We analyze the effect of alignment tuning by examining the token distribution
shift between base LLMs and their aligned counterpart. Our findings reveal that
base LLMs and their alignment-tuned versions perform nearly identically in
decoding on the majority of token positions. Most distribution shifts occur
with stylistic tokens.
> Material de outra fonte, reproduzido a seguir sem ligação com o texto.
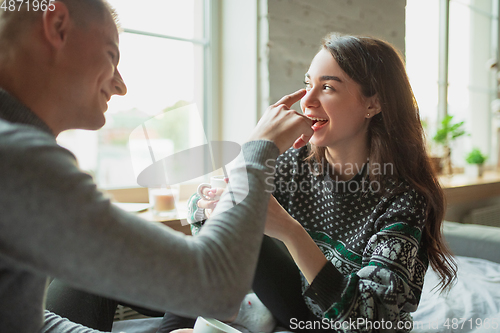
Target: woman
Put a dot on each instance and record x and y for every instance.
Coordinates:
(360, 209)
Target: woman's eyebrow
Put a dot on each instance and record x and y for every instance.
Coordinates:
(326, 78)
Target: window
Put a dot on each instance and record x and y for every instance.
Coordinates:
(471, 81)
(165, 48)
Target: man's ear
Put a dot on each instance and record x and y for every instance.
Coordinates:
(56, 23)
(373, 105)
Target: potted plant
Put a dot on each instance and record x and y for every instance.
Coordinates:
(475, 160)
(446, 133)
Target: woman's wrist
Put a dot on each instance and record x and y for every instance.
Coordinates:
(294, 234)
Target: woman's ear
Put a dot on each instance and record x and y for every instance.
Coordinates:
(372, 106)
(56, 23)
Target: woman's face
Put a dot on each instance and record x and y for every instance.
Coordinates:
(335, 100)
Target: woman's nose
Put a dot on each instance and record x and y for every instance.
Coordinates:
(309, 100)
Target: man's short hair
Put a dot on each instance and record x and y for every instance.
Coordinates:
(13, 23)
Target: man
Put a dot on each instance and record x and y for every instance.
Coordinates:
(58, 70)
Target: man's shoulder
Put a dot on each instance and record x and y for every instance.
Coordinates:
(28, 142)
(17, 135)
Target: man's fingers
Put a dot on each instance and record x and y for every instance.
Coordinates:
(291, 99)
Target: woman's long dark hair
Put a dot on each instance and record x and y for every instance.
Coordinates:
(395, 135)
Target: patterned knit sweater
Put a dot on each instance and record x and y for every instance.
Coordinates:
(376, 266)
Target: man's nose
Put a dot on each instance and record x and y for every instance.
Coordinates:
(119, 87)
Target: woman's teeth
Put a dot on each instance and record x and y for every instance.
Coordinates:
(318, 120)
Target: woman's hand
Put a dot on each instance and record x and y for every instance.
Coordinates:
(283, 126)
(279, 224)
(210, 205)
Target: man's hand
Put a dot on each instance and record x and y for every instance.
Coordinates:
(284, 126)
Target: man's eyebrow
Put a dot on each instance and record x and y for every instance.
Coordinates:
(326, 78)
(117, 50)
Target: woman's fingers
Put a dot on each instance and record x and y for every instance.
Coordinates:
(291, 99)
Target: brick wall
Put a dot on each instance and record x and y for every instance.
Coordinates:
(296, 28)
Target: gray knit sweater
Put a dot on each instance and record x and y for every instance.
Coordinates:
(54, 222)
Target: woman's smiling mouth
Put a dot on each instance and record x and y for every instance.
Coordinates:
(318, 122)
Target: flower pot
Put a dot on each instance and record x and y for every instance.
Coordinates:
(474, 170)
(436, 163)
These direct evidence strongly supports the Superficial
Alignment Hypothesis suggested by LIMA.
Based on these findings, we rethink the alignment of LLMs by posing the
research question: how effectively can we align base LLMs without SFT or RLHF?
To address this, we introduce a simple, tuning-free alignment method, URIAL.
URIAL achieves effective alignment purely through in-context learning (ICL)
with base LLMs, requiring as few as three constant stylistic examples and a
system prompt. We conduct a fine-grained and interpretable evaluation on a
diverse set of examples, named JUST-EVAL-INSTRUCT. Results demonstrate that
base LLMs with URIAL can match or even surpass the performance of LLMs aligned
with SFT or SFT+RLHF. We show that the gap between tuning-free and tuning-based
alignment methods can be significantly reduced through strategic prompting and
ICL. Our findings on the superficial nature of alignment tuning and results
with URIAL suggest that deeper analysis and theoretical understanding of
alignment is crucial to future LLM research.